"Okupanci, nie drażnijcie Ukrainek!". Kobiety na Ukrainie walczą z rosyjskim okupantem. Powstał kobiecy ruch oporu
Na okupowanych przez Rosję terenach Ukrainy działa kobiecy ruch oporu "Wściekła miawka". Kobiety roznoszą proukraińskie ulotki, malują graffiti czy zbierają informacje o rosyjskiej armii.
- Ruch oporu założyły trzy przyjaciółki z Melitopola. Jedna z założycielek wyznała, że pomysł jego powołania zrodził się podczas spotkania w kuchni.
- Jedna z członkiń: Na początku tylko obserwowałam rosyjskie wojsko i jego sprzęt w mieście.
- Kobiety zwykle filmują swoje działania, a następnie publikują nagrania na Telegramie. Ich kanał ma obecnie ponad 7000 obserwujących.
- Zobacz także: Pierwsze pytanie referendum wcale nie dotyczy relokacji migrantów. Kaczyński podał jego treść
“Miawki wszystko widzą!”, “Okupanci, nie drażnijcie Ukrainek!” - tak napisano na ulotkach z wizerunkiem miawki, które stale pojawiają się na ulicach okupowanych przez Rosję miast w ukraińskich regionach Zaporoża i Chersonia, ale także na Krymie - podał portal Deutsche Welle.

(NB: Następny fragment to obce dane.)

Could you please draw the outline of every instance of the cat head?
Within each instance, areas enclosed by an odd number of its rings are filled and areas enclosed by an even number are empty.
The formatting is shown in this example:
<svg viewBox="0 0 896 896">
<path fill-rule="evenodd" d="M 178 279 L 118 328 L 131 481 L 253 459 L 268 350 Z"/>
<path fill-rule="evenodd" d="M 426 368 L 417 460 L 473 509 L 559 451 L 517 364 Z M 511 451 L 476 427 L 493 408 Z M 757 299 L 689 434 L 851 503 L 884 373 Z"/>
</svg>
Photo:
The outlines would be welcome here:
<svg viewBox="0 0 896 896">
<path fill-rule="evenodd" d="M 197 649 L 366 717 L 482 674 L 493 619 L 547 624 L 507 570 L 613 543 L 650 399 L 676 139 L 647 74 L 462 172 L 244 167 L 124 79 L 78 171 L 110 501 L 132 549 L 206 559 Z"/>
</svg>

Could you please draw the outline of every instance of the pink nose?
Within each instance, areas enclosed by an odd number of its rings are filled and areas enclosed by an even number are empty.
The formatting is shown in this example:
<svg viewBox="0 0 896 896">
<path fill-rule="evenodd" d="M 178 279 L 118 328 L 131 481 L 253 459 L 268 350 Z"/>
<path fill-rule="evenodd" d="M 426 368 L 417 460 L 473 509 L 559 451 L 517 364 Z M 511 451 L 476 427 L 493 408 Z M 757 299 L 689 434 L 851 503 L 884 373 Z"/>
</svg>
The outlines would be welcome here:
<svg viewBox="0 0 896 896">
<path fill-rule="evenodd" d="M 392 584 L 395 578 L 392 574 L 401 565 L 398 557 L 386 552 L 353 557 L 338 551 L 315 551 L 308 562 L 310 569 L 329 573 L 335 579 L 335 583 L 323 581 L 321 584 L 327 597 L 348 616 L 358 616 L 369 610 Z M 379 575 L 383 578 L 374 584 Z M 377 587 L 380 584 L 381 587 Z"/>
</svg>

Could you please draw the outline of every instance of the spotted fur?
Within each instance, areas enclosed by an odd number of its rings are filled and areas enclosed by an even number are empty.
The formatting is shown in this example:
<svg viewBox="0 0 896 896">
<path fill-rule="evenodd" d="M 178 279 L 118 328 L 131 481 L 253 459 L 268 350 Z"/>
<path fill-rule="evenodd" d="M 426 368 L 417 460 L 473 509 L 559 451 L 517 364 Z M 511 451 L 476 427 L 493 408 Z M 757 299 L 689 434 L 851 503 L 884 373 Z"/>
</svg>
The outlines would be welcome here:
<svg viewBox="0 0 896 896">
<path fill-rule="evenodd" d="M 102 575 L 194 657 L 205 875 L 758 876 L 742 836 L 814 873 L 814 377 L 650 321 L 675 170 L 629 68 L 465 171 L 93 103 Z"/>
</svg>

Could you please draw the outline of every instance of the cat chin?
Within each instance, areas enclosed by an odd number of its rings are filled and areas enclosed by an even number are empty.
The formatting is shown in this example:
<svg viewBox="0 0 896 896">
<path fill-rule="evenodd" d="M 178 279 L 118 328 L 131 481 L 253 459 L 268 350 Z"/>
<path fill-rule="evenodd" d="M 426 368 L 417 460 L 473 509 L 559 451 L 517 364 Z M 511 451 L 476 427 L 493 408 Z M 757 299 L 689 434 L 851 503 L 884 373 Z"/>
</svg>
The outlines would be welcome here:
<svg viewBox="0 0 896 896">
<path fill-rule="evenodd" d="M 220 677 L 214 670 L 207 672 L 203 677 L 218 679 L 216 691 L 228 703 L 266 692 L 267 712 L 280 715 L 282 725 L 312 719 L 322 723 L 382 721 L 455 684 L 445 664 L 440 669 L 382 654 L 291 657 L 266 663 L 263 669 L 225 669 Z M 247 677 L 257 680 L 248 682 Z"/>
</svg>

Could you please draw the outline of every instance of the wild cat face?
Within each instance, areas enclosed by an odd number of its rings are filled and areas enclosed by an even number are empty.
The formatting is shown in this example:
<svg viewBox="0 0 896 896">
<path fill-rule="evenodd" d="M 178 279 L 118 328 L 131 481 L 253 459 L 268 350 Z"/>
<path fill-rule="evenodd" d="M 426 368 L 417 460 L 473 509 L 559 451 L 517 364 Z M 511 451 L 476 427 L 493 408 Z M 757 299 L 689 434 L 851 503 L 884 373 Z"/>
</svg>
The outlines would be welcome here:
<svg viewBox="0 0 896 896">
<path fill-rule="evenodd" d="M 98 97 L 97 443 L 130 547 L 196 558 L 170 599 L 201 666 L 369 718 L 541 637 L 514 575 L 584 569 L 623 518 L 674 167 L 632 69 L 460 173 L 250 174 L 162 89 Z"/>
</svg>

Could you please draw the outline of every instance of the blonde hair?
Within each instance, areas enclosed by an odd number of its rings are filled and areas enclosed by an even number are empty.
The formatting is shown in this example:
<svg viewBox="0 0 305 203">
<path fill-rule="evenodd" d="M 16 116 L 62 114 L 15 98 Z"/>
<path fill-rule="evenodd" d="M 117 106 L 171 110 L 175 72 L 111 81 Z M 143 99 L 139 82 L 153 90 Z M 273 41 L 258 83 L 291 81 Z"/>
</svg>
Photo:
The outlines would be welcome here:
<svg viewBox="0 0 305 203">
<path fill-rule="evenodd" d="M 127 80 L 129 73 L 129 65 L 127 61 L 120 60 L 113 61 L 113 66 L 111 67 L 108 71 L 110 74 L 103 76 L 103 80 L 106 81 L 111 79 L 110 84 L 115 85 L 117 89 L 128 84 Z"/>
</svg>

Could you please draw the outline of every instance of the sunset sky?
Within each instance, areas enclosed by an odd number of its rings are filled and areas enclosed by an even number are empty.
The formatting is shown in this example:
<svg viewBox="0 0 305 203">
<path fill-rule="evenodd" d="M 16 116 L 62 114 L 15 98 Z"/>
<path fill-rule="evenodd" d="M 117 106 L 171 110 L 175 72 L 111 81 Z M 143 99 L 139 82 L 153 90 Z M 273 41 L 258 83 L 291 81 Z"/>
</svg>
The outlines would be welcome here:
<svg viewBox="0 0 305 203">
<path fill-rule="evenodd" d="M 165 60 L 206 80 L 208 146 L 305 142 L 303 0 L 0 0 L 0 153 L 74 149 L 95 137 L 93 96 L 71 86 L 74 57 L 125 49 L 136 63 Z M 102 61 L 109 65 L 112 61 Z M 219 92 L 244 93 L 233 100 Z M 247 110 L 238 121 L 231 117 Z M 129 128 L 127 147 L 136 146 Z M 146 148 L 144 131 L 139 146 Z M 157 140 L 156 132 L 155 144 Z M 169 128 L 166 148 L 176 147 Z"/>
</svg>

“Miawka” jest postacią z ukraińskiego folkloru i mitologii, to demon polny, odpowiednik rusałki, ale i - według niektórych wierzeń - dusza zmarłego.
Nie mówię rodzinie o mojej działalności konspiracyjnej. Robię wszystko, żeby nie zobaczyli ani jednej ulotki, ani puszki z farbą w sprayu - powiedziała jedna z członkiń ruchu oporu pochodząca z Symferopola na Krymie, ukraińskim półwyspie anektowanym przez Rosję w 2014 r.
Wyznała, że do ruchu przystąpiła w marcu tego roku, kiedy dowiedziała się, że Rosjanie wprowadzili się w lutym 2022 r. do mieszkania jej babci w Melitopolu.
Na początku tylko obserwowałam rosyjskie wojsko i jego sprzęt w mieście. Zebrałam plotki od znajomych, którzy pracują w lokalnych władzach i o wszystkim donosiłam “miawkom” - powiedziała.
Później zaczęła roznosić ulotki i malować graffiti z ukraińskimi niebiesko-żółtymi flagami oraz proukraińskimi hasłami. Kobiety zwykle filmują swoje działania, a następnie publikują nagrania na Telegramie. Ich kanał ma obecnie ponad 7000 obserwujących.
Powstanie “Wściekłej miawki”.
Ruch oporu założyły trzy przyjaciółki z Melitopola. Serwis porozmawiał z jedną z nich, kobieta ze względów bezpieczeństwa nie podała swojego prawdziwego imienia, poprosiła, aby nazywać ją “wściekłą miawką”. Aktywistka zaznaczyła, że pomysł powołania konspiracyjnego ruchu oporu kobiet zrodził się podczas spotkania w kuchni.
Zbliżał się 8 marca, Międzynarodowy Dzień Kobiet. Wiedziałyśmy, że okupanci coś zrobią i na pewno rozdadzą kwiaty kobietom przed sklepami. Chciałyśmy im pokazać, że kwiatami nas nie kupią i że wiemy, czego chcemy, czyli powrotu do Ukrainy - powiedziała.
Jedna z trzech kobiet będąca artystką stworzyła ulotki z wizerunkiem młodej kobiety bijącej bukietem kwiatów rosyjskiego żołnierza. Na dole widniał napis: “Nie chcę kwiatów, chcę moją Ukrainę”. Inne młode kobiety zajmowały się komunikatorem Telegram. Można było pobrać ulotki w formie cyfrowej za jego pośrednictwem, następnie wydrukować je i porozwieszać w swoich miejscowościach.
“Okupanci nie spodziewali się tego po kobietach”
Jedna z założycielek ruchu w rozmowie z portalem zaznaczyła, że w czasie okupacji cały czas starały się wyeksponować swój opór.
Pomagałyśmy też innym ruchom, okupanci nie spodziewali się tego po kobietach, podczas gdy my wciąż myślałyśmy, że dobrze byłoby, gdybyśmy coś robiły, właśnie jako kobiety - powiedziała.